Wald breathed. In and out. The hunter, Karem’s Blessed, focused on reversing the natural flow of cold and heat.
Gradually, the inward cold turned warm, and the outward heat changed to expel cold.
His frostbitten body thawed. In those moments, even with his waning lucidity, Wald could realize how dangerously close he’d come to freezing to death in the night blizzard – or losing a part of his body to the frigid cold. So focused was he on finding his prey, to slaughter and kill it, he had lost sight that one must still care for themselves – that even with all his marked powers, he was still a Mortal creature who could perish.
A mere Mortal…
…who only borrowed the granted powers of an Immortal to attempt to be anything more.
The snow melted underneath him while his body temperature continued to rise despite the blowing winds and blizzard storm around him.
His familiar, granted to him by Karem, tried to lift him up and offer warmth as well.
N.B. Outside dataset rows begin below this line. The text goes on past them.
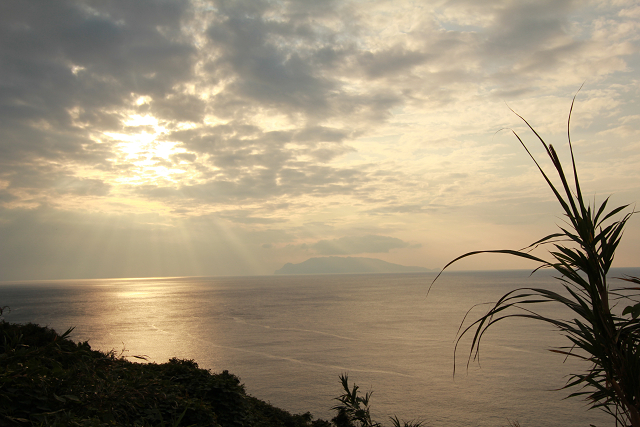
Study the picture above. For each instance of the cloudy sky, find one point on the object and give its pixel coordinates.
(171, 138)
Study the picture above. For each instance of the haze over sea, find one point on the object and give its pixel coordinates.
(289, 338)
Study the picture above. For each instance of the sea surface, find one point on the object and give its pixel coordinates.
(289, 338)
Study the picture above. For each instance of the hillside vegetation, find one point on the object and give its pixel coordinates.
(46, 379)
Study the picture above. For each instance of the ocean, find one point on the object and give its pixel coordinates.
(289, 338)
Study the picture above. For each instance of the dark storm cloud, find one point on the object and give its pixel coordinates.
(358, 245)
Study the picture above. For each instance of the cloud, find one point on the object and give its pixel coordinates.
(257, 118)
(358, 245)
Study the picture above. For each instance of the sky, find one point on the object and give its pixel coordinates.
(215, 138)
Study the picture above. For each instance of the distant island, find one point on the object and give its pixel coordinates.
(346, 265)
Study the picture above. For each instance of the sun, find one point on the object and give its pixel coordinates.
(145, 155)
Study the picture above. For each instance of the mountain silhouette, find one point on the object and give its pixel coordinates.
(346, 265)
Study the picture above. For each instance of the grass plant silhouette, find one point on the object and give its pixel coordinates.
(582, 253)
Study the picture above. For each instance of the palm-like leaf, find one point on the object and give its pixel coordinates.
(582, 254)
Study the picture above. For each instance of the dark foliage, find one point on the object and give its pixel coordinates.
(46, 379)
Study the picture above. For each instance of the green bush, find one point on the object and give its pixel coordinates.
(48, 380)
Wald slumped over the wolf’s back like a ragdoll, his last act of consciousness before he drifted between lax states of awareness and he focused everything he could on keeping himself warm.
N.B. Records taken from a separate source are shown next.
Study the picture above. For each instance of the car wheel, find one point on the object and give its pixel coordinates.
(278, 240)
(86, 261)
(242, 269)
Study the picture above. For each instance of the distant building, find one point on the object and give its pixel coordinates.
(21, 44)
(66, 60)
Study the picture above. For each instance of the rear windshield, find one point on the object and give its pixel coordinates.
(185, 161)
However, Ylfa did not continue forward.
Instead, the wolf turned around and started back toward the forest.
After a few bits, Wald’s consciousness returned to him. Before him, he saw Rasul pointing in the opposite direction. The hunter told the child to go home.
"Why you try?"
Wald got back to his feet. He did not realize, having been unconscious, that their path had rerouted and that Ylfa had decided for them. The Karem familiar acted on survival first, contacted by the Immortal herself to do so.
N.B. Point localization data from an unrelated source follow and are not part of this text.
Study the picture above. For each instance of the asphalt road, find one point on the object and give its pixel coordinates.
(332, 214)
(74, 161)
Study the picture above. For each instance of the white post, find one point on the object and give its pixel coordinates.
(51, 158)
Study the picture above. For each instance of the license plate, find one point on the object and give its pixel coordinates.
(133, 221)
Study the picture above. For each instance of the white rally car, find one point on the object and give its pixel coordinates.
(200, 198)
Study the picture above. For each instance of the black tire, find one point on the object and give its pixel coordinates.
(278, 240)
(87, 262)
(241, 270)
For Karem had felt the danger that her Blessed was in, and she refused that she might lose her marked to something like inclement weather. The solution was simple, return him to the cover of the trees that blocked the sharp wind chill. Rather than what the wolf knew would be a far path of cold and dark across open tundra plains, to try and catch up to humans who had certain advantages to their travel. Advantages that would cause Wald’s attempt to likely fail.
Ylfa continued to guide Wald forward, to the tree line.
Wald realized only three breaks later, due to the short range vision caused between the blizzard and night, when they reached the forest again. He recognized the silhouette of the trees ahead. Though he’d only returned to where he’d once been… Wald was alive.
A strange sensation came over him. Rasul had disappeared.
Complete clarity and lucidity returned to Wald once more.
He heard what sounded like metal-clad footsteps approaching from the south.
Ahead, from the forest, a powerful, tall figure in half plate, bearing the crown of the Eternal Empire on her brow, approached him. She stopped, shook her head at Wald, and then resumed her approach.
Raskalarn had returned to him. He felt the boost of vitality and strength drain from him, leaving through his arms. The Might of the Conquerer had been rescinded from him.
“Wald Lowca,” said Raskalarn. As she spoke, her voice boomed through the blizzard. It seemed as if the snowflakes avoided landing on her, drifting away from her indomitable aura. “You have failed me.”
The Immortal stopped right in front of him, a mighty figure to behold, and she peered down at Wald as if he were a mere tiny ant about to be squashed under heel.
“I have watched you in this mission. You attempt to claim dominion over nature, yet you bow to the mere breath of Ziell. You depend greatly on Karem for your conquests and devastation, rather than your own might. Command is important, yet one cannot solely rely on their companion, nor on clever tricks. You must be capable of devastation yourself!”
She continued, voice causing Wald's body to shake and tremble for how powerful it was. “And your discipline! Discipline to realize your weaknesses, discipline to order your mind, you have not impressed me.”
“…but you are not hopeless, Wald Lowca,” she added. Though her tone did not soften, and she remained as loud and commanding as ever, she did look at him with a gleam in her deep green eyes. Her raven-black hair drifted to one side as a wind strongly cut across the tundra.
“Train your mind and body,” she added. “Develop your discipline. Learn the ways of conquest, of true dominion, so that your potential for devastation can be fully realized. Only then, might I reconsider…”
“Only then, might I lift the curse.”
She held up a hand and a dark magic rose from her gauntlet. Wald saw shadows drift between them, then circle around his head. A circlet of shadows gathered, then painlessly sunk into his skull until a black tattoo marked him. The dark crown of Raskalarn’s Condemned, the Curse of Krorros, signaling him as a known enemy of the Eternal Divine Empress.
“Survive,” she commanded, then she vanished.
Wald was left in the cold. The blizzard continued to fall heavy around him. On the eastern horizon, the light of dawn started to rise and grant a dim blue light to the snowy sky. He was cursed, but he was not alone. Ylfa laid down beside his feet, a quiet whine from the intelligent wolf familiar. And Rasul reappeared between the trees, sobbing.